Le cogí una mano entre las mías y se la besé.

– Denna -dije con absoluta sinceridad-, esto es lo más bonito que nadie ha hecho para mí en toda mi vida.

Denna dio un resoplido muy poco delicado.

– Es la pura verdad -dije-. Eres mi penique reluciente en la cuneta. Vales más que la sal o que la luna una larga noche de caminata. Eres un vino dulce en mi boca, una canción en mi garganta, y la risa en mi corazón.

Denna se ruborizó, pero yo continué, imperturbable:

– Eres demasiado buena para mí. Eres un lujo que no puedo permitirme. A pesar de todo, insisto en que hoy vengas conmigo.
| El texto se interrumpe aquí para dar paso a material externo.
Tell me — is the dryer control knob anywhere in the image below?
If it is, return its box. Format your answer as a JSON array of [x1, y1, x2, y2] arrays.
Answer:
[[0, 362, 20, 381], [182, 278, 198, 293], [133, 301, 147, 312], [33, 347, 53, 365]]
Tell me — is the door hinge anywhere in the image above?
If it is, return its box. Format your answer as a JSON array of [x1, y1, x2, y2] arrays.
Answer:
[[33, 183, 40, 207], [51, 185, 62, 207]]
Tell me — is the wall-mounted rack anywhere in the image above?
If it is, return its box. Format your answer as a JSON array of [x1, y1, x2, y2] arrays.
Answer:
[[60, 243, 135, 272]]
Te invitaré a cenar y pasaré horas hablando extasiado del inmenso y maravilloso paisaje que eres tú.

Me puse de pie y la ayudé a levantarse.

– Tocaré el laúd para ti. Te cantaré canciones. Durante el resto de la tarde, nada ni nadie podrá molestarnos. -Ladeé la cabeza convirtiéndolo en una pregunta.

Denna curvó los labios.

– Es una buena proposición -dijo-. Me encantaría pasar una tarde alejada de todo.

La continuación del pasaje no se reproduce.